Naples symposium educates public living with diabetes

Writer: Jack Lowenstein
Published: Updated:
Credit: WINK News.

The Centers For Disease Control reports nearly one in three Americans are living with diabetes or pre-diabetes, which accounts for more than 100 million people. And that trend holds true in Southwest Florida, so a group in Naples is responding to the troubling health trend.

Various health groups and agencies worked together to organize an inaugural Diabetes Wellness Activity Symposium in Naples.

The timing is critical in Southwest Florida. According to the Florida Department of Health, in 2016, the percentages of people who have been told they have pre-diabetes are approaching 10% in Charlotte County, 8% in Lee County and nearly 11% here in Collier County.

“I said, ‘Please, God. Don’t let this be real,” Jo Ellen Condon said.

Condon remembers the day she got her Type 1 diabetes diagnosis 41 years ago. But she also had another line of thought in her prayer.

“Let me use it to help people,” Condon said.
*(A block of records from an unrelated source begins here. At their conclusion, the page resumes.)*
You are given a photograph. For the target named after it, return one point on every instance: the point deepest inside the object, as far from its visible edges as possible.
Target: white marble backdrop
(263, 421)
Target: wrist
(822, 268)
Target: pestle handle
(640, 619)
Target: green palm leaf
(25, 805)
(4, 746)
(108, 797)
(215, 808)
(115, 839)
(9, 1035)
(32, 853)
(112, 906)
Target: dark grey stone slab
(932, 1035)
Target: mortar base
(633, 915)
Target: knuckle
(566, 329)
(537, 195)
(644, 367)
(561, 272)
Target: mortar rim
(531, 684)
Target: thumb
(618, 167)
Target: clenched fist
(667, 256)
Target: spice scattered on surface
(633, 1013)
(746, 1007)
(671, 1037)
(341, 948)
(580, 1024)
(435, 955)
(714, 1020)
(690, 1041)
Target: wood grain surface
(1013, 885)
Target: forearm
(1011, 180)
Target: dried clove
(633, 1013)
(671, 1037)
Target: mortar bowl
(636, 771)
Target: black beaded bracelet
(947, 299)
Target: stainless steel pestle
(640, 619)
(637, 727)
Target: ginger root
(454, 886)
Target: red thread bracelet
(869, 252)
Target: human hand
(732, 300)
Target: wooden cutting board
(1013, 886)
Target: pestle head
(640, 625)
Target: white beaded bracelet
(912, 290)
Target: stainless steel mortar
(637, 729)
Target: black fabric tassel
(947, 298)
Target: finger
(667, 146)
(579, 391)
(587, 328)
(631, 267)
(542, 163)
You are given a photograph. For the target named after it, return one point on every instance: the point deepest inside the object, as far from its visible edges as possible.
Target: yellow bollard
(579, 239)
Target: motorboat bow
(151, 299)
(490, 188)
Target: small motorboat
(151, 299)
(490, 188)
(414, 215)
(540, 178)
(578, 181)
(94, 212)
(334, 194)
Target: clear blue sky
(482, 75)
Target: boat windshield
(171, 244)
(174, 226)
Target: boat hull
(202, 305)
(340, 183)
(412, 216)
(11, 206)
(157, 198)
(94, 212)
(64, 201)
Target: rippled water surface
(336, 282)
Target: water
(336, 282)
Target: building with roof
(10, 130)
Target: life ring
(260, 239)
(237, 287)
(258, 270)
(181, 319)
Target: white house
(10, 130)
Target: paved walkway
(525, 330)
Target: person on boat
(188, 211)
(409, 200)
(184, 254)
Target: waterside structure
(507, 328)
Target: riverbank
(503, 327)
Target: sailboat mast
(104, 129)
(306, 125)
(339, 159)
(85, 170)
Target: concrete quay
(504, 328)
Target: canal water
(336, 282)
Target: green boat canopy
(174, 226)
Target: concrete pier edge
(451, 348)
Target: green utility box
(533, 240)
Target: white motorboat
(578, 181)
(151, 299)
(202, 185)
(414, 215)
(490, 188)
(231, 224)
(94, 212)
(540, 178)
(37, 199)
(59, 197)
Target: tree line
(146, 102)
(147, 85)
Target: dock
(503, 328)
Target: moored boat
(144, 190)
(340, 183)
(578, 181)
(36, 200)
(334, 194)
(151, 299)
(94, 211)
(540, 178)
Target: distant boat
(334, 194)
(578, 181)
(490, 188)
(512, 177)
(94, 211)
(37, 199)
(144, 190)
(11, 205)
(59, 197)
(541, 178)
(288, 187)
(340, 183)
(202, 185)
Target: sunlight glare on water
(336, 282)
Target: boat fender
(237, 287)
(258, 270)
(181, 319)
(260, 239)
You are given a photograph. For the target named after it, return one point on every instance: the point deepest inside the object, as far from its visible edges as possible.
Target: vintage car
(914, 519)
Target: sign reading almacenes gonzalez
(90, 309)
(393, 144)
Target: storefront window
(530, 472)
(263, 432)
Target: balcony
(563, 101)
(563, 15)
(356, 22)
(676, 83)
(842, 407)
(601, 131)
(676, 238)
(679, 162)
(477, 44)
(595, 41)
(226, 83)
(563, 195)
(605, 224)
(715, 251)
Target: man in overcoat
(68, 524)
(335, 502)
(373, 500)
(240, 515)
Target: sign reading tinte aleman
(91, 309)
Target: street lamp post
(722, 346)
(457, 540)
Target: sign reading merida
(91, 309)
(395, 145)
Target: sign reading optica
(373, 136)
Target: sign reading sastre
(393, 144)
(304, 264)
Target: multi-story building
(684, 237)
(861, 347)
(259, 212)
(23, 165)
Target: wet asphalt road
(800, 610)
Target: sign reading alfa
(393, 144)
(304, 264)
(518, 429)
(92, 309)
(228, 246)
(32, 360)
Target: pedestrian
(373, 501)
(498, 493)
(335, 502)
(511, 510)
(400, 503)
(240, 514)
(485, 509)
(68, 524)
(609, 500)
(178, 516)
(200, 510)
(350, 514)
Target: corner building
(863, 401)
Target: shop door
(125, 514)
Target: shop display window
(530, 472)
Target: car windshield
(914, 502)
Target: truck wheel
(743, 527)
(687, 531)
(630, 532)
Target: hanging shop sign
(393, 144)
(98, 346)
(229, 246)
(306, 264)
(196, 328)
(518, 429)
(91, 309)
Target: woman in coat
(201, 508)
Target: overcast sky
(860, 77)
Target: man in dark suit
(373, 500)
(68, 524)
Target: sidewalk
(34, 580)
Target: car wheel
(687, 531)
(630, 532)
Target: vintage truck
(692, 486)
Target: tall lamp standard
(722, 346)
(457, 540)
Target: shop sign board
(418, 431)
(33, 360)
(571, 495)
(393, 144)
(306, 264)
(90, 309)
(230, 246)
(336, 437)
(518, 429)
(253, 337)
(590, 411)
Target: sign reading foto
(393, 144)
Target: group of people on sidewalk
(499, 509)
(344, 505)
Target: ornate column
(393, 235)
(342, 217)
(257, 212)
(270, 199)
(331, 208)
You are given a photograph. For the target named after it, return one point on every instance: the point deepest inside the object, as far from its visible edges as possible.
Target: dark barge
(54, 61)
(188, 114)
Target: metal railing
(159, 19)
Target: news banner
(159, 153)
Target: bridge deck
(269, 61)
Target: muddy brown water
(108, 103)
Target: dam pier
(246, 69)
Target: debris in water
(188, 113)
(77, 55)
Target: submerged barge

Now, she’s a certified diabetes educator taking part in the inaugural diabetes symposium.

“I have family that are diabetic. I have dear friends who are diabetic,” said Chuck Gillespie, CEO of the National Wellness Institute. “I think the No. 1 gap we’re running into today is the coordination of care.

Gillespie along with leaders from YMCA, American Diabetes Association, Diabetes Alliance Network and nonprofit Help A Diabetic Child are working to get more resources into communities.

“Let’s start here in Naples; let’s go statewide,” Gillespie said. “And then look at other areas.”

The groups are developing programs to educate patients on living their lives despite having Type 1 or Type 2 diabetes, and they start with cost.

“It was so frustrating when you would educate someone who didn’t have the resources to get the supplies they needed,” Condon said.

Insulin and other diabetes medication is expensive. Some patients go bankrupt or die paying for their treatment.

But, with the right education, many people can control diabetes.

“Knowing how to self manage diabetes is not second nature,” Condon said.

The symposium continues tomorrow. For more information, visit Florida’s Paradise Coast website.

After it wraps up, the groups plan to start a pilot program at the South Collier YMCA on Marco Island to improve quality of life for patients.